Last November I took up a new job as a support developer that assisted people using Shopify themes, given my background as a front-end development that mainly worked on WordPress, here are some comparisons I discovered between them.

What I have liked in Shopify

Some of the first things that I came to enjoy in Shopify is that everything was hosted through Shopify’s CDN, there was no need to setup servers, moving files around from a local machine to a remote machine which was usually required when using WordPress. As a front end developer this was a breath of fresh air, my forte is in HTML, CSS and JavaScript, having to move things around from server to server was not the highlight of my work.

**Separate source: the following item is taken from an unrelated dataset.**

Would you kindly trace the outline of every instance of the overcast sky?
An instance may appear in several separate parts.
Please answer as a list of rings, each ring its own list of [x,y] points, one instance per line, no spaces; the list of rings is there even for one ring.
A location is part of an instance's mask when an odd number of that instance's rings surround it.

Another cool feature of Shopify is the code editor embedded into the store, this allows themes to be updated immediately without having to uploading updated files to the server. WordPress also has the ability to edit the theme code from the WordPress admin, however the code editor that Shopify uses seems to have cooler features such as:

While the code editor is easy to access, it however can be too easy, this can be dangerous with non-tech savvy merchants that use Shopify, this makes me see the value is hiding the embedded code editor which WordPress does initially.

What could be better

One feature that WordPress has that Shopify does not have is the ability to have what is called “child themes”, this allowed me to inherit a themes styles and modify it without directly the underlying base theme. Shopify does not have child themes so instead it is best to make a duplicate of the theme, work on it, then publish it to take the place of the live theme. This works well and in some perspective even is even a more simpler way of modifying code.

Another feature which WordPress seems to have an upper hand is that the theme’s have the option to be updated or not. While it is generally good to update, there are many merchants who like to “set it and forget it”, however occasionally Shopify will have an update across all stores, with WordPress it is possible to simply not update the code. This argument can be turned around however, because when using WordPress updating WooCommerce would require making changes to the theme, in Shopify they make the system-wide updated for you.


Both platforms have pros and cons however have found that Liquid and the Shopify platform really delightful, I would argue that WordPress allows for more granular controls however at the same time Shopify provides many features which circumvent the need of some of the granular features seen in WordPress.